Something else you might want to try for more elaborate things requiring memorization is to create a silly story that has a visual. There is no right or wrong way to do this. You could try making objects, organisms, electrons, etc. anthropomorphic. Depending on the context you could make it a love story or a sad story. Perhaps imagine a person taking a walk and seeing objects on the side of the street, as decals, etc. Here’s an example of a story to remember Heisenberg’s Uncertainty Principle.

“Proton was going about his day until, suddenly, he notices that electron is gone! He’s almost positive of this. So he decides to call electron on the phone. When he asks electron where he is, he hesitates. Proton tells electron to stop messing around. Electron responds by saying, ‘I can tell you where I probably am,’ which just further annoyed proton.”

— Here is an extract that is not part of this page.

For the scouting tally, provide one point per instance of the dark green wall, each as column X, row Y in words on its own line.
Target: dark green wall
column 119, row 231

Visualization seems to be the key to a lot of memory tricks, even for numbers. But how? First you will need to assign a shape to each number. For example, if the number 4298 you might make 4 a sailboat, 2 a swan, 9 a tennis racket, and 8 a snowman (of course). Then you construct a story. Imagine you’re on a sailboat (4) and, all of the sudden, a swan (2) appears trying to attack you! You hit it with a tennis racket (9) and it turns into a snowman (8). Silly, but it works.

Try these out and hopefully it will help you on your upcoming exams!